Poèmes pour le dimanche et pour l'amitié (2)
Poèmes pour le dimanche et pour l'amitié (2)
En ce dimanche 20 février, veille de l'anniversaire de ce que j'appelle l'assassinat de Michel (Missak) Manouchian, j'ai choisi de rendre hommage à l'auteur de la lettre, bouleversante, à Mélinée et ce poème de moi que je publie ici, poème dédié à la mémoire de Paul Celan, sonne en écho en quelque sorte à cet hommage au grand résistant.
Pour mémoire
à Paul Celan in memoriam
De la race des hommes
De combien de crimes
Suis-je l’héritier
De combien de crimes
Qui m’ont permis d’arriver
Héritier du sang
Jusqu’à vous
De la race des hommes
De combien de crimes
De combien d’horreurs
Et de collaborations
Suis-je issu
Indigne du poème
Au-delà des hommes
Dont les mots habitent les morts
De combien de crimes
Suis-je l’héritier
Indigne de ces mots au delà
De ces mots creusés torturés
Pour mémoire du crime
Guy Allix, Correspondances, recueil écrit avec Marie-Josée Christien
publié chez Les Éditions Sauvages, 2011
***
Le 21 février 1944, Missak Manouchian était assassiné, oui, je dis assassiné, avec ses camarades résistants.

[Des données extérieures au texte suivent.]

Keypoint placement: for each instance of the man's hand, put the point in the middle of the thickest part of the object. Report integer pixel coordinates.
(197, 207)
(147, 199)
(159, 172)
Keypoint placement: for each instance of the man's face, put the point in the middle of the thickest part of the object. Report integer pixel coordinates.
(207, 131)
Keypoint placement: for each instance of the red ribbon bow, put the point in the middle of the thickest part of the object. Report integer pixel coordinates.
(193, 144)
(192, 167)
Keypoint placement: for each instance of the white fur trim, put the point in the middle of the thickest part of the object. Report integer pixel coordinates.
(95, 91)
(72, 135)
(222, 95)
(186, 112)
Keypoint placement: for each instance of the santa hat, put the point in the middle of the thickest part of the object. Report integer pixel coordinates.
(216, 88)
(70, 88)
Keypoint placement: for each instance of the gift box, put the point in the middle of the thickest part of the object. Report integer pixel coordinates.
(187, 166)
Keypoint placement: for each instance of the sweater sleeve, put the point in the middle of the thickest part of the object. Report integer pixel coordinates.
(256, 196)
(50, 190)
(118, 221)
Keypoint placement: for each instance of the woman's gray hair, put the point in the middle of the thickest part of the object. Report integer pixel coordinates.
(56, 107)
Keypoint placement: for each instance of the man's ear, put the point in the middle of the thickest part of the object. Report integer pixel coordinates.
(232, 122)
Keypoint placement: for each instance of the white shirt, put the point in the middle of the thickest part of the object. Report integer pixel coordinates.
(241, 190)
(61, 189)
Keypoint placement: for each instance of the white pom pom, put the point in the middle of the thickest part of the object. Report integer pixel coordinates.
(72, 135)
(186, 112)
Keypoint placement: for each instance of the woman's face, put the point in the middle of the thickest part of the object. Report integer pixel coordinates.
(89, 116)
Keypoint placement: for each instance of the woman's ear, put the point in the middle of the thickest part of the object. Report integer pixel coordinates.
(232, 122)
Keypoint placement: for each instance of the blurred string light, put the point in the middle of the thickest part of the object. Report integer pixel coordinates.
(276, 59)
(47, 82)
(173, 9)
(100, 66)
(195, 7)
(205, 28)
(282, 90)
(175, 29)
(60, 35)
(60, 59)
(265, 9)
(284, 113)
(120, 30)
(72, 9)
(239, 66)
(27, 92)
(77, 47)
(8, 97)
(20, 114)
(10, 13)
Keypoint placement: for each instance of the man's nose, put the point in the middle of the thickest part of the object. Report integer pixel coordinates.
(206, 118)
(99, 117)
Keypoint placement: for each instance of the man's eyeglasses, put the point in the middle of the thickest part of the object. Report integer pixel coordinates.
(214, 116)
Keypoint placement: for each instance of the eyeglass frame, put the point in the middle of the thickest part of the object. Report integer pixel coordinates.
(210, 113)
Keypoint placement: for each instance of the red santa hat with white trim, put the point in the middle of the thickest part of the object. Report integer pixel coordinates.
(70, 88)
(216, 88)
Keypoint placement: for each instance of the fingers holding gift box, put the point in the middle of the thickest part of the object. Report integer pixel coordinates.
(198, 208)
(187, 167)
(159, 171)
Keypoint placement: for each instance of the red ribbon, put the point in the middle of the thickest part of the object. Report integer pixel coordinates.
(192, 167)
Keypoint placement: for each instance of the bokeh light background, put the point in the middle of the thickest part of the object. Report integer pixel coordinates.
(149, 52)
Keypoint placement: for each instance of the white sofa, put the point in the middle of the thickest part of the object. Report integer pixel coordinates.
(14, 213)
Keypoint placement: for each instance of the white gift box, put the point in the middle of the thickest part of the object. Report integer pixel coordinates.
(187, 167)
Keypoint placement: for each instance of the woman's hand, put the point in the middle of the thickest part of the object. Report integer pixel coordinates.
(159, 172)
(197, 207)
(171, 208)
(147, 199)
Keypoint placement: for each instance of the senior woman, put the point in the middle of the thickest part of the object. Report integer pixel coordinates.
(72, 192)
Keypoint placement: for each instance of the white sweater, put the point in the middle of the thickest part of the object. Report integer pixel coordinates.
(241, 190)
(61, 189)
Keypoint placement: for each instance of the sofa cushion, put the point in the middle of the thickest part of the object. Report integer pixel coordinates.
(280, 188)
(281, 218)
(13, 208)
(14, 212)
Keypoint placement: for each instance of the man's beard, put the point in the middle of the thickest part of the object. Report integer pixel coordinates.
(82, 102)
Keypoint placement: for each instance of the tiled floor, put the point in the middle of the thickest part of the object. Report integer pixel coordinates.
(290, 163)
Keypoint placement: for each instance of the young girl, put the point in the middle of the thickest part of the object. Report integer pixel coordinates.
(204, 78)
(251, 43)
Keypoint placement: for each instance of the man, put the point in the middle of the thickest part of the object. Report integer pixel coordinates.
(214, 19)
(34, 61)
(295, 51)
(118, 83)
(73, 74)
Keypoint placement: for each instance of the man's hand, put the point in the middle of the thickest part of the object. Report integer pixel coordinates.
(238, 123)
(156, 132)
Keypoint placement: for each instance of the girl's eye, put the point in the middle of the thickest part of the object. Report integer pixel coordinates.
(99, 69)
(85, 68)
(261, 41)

Quelques heures auparavant, il avait écrit une lettre sublime de courage et d'amour à la femme aimée, Mélinée. Lettre qui a inspiré l'un des meilleurs textes de Louis Aragon dans Le roman inachevé et que l'on peut écouter sur un lien YouTube en fin de page.
Poète d'origine arménienne, rescapé du génocide et immigré en France, pays de "préférence", dès 1925 à 19 ans. Il s'engage dans les années trente comme antifasciste et comme communiste. Il participe au Comité de secours pour l'Arménie, à l'Union populaire franco-arménienne et au syndicat de la Main d'Oeuvre Immigrée (le MOI). Il entre en Résistance, comme ses camarades communistes, dès la rupture du Pacte germano-soviétique en 1941.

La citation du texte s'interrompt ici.